Dupuytren’s Contracture

Ovid: 5-Minute Sports Medicine Consult, The

Dupuytren's Contracture
Thomas Trojian
  • Contracture of the palmar fascia owing to fibrous proliferation and resulting in flexion deformities and loss of function. Similar changes rarely may occur in plantar fascia. Dupuytren contracture (DC) usually appears simultaneously.
  • Genetics:
    • Autosomal dominant with variable penetrance
    • 10% of patients have a positive family history.
  • System(s) affected: Musculoskeletal
  • Abbreviations: MP = metacarpophalangeal; PIP = proximal interphalangeal
  • Predominant age: 50 yrs for males; 60 yrs for females
  • Predominant gender: Male = Female (ranges from 2:1 to 10:1)

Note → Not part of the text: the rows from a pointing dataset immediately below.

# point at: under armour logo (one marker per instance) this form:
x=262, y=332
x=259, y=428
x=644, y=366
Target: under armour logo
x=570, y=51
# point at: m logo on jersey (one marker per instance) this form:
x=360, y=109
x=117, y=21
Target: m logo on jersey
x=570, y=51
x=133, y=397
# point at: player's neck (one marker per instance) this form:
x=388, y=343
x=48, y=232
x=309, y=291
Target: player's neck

  • Prevalence is about 306/100,000.
  • Disease prevalence varies from 2–42% depending on population and risk factors.
  • Overall prevalence is 8.8% in Northern European population.

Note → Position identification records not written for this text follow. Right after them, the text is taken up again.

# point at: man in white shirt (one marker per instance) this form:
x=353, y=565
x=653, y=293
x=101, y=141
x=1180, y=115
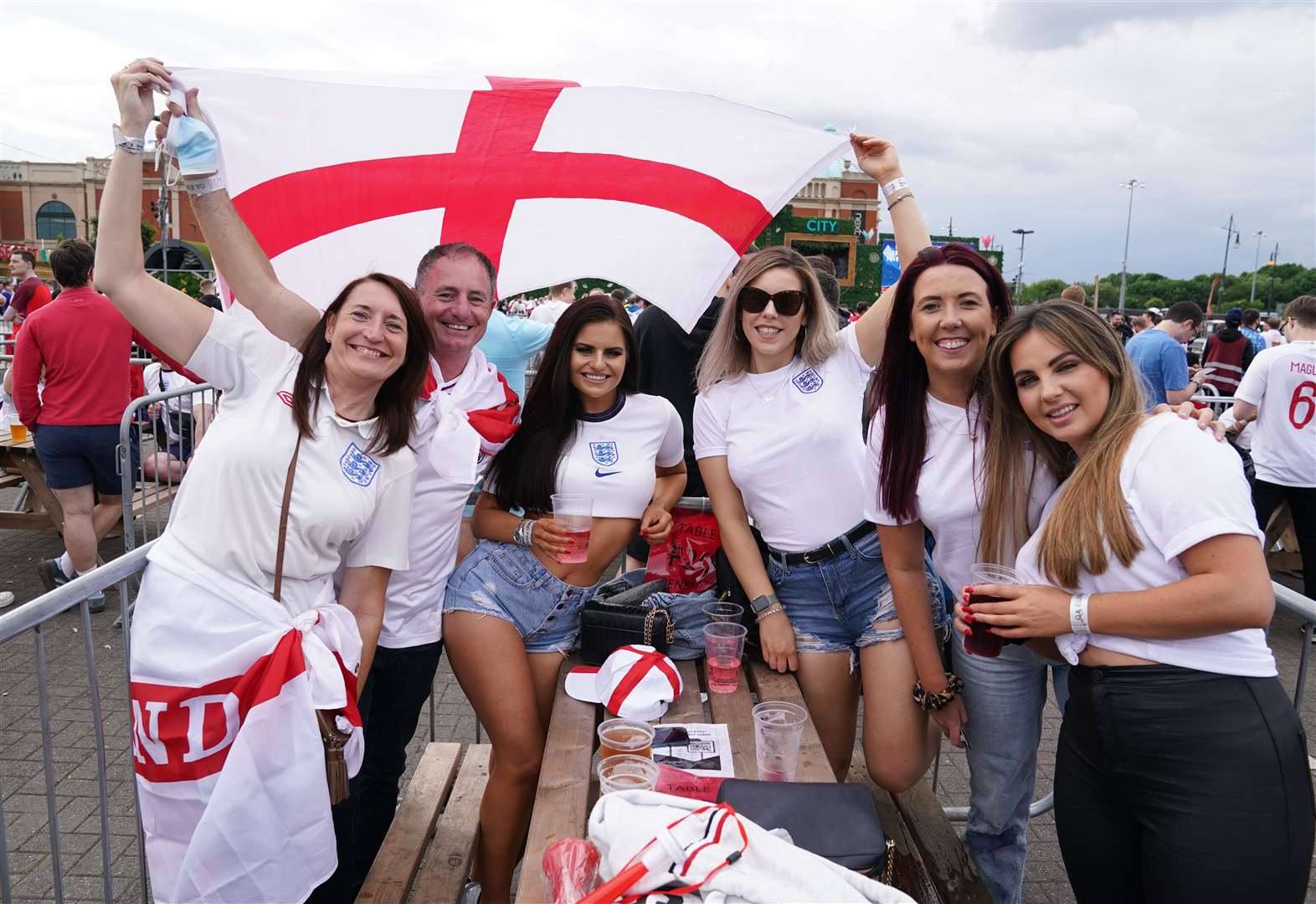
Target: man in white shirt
x=1279, y=393
x=559, y=299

  • African Americans are less likely to get the disease.
  • Japanese and Taiwanese have a prevalence equal to that in Northern Europe. These patients usually present with a less severe form of the disease.
Risk Factors
  • Smoking (mean 16 pack-years; odds ratio = 2.8)
  • Alcohol intake
  • Both alcohol and cigarette use has a higher risk than individual use.
  • Increasing age (>40 yrs of age)
  • Male (increase in androgen receptors in nodules)
  • Northern European, Japanese, Taiwanese
  • Diabetes mellitus (1/3 affected, increases with time, usually mild; middle and ring fingers involved)
  • Epilepsy (may be medication or disease)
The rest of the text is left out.